Very strange PVE crash/unavailability

andreisrr

New Member
Feb 2, 2024
22
4
3
I am running a small cluster of 3 nodes, currently running PVE8.3.3.
The cluster is in a bad state with only one functional node right now. It is so strange I can' even begin to fathom where/how to begin investigating the problem.

Node1: web interface working up to login page. I try to login, after a while it shows "login failed".
Node2: web interface won't load with PR_END_OF_FILE_ERROR showed by browser (apparently this is when Firefox exhausted all cipher combinations trying to establish a SSL connection)
Node3: this one is working fine.

From Node3 it says the following, regarding the cluster: node1 and node3 are up, node2 is down.
Node1 is shown with a grey question mark (and status:unknown when hovering) and I can't perform any operation. It then shows "Error: connection error 401: permission denied, invalid ticket" and throws me a login dialog.
Node2 is shown with red X and status offline.

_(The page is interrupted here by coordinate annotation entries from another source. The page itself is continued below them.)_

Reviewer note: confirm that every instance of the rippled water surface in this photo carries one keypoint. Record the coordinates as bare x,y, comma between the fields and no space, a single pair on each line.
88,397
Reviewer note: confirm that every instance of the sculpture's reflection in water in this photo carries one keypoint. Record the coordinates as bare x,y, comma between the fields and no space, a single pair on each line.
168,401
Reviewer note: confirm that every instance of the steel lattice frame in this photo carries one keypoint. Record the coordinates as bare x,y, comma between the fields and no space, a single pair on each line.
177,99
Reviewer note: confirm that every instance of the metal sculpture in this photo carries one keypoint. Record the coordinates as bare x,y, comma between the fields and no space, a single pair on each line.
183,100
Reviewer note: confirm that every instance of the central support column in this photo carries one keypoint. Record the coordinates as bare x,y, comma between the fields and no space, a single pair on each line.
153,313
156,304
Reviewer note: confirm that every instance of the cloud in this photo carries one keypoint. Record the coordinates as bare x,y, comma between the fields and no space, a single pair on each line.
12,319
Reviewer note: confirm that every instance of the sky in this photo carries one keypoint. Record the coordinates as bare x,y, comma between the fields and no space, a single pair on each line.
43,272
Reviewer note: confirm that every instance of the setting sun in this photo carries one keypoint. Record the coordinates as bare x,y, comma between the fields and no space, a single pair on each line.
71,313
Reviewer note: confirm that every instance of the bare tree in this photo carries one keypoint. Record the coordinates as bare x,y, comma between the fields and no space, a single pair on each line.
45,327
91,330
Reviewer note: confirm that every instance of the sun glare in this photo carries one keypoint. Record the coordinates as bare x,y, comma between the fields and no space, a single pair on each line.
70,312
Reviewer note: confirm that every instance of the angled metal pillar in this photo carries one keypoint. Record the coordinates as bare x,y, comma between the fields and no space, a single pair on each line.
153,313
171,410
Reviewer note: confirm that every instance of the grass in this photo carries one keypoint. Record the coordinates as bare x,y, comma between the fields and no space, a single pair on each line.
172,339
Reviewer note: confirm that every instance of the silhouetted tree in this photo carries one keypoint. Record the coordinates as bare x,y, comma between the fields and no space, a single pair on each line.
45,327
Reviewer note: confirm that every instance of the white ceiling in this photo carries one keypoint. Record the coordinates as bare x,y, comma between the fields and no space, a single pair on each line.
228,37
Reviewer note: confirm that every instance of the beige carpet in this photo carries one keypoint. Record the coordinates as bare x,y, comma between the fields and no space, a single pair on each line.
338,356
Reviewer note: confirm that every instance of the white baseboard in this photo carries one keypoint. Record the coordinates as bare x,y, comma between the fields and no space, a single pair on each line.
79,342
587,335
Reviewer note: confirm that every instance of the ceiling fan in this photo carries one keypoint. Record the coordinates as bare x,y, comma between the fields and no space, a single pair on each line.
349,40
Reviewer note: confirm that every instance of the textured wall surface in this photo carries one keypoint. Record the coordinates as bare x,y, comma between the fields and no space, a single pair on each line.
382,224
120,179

I am contacting the tech support where the physical machines are, all I know for now is that there were recently some network outages due to a faulty switch. I have yet to physically restart the machines or gain access to physical consoles.

I also see something like this in systemlog on node3:
Code:
[TOTEM ] Token has not been received in 2737 ms
[TOTEM ] A processor failed, forming new configuration: token timed out (3650ms), waiting 4380ms for consensus.
[QUORUM] Sync members[1]: 3
[QUORUM] Sync left[1]: 1
[TOTEM ] A new membership (3.2663) was formed. Members left: 1
[TOTEM ] Failed to receive the leave message. failed: 1
[QUORUM] This node is within the non-primary component and will NOT provide any services.
[QUORUM] Members[1]: 3
[MAIN  ] Completed service synchronization, ready to provide service.
[...]
pve-ha-lrm[1159]: unable to write lrm status file - unable to open file '/etc/pve/nodes/pve03/lrm_status.tmp.1159' - Permission denied

pve03 = node3
There is no such file /etc/pve/nodes/pve03/lrm_status.tmp.1159
But there is a lrm_status

What can I do, before/besides a physical reboot?
 
What can I do, before/besides a physical reboot?
Investigate via SSH. It's almost stock Debian below the GUI, so every Debian admin should be able to go through log files, analyse, do pings etc. in order to find out what's wrong. Also check disk usage on all nodes, if the pve cluster filesystem cannot be written, you will have a lot of stange errors.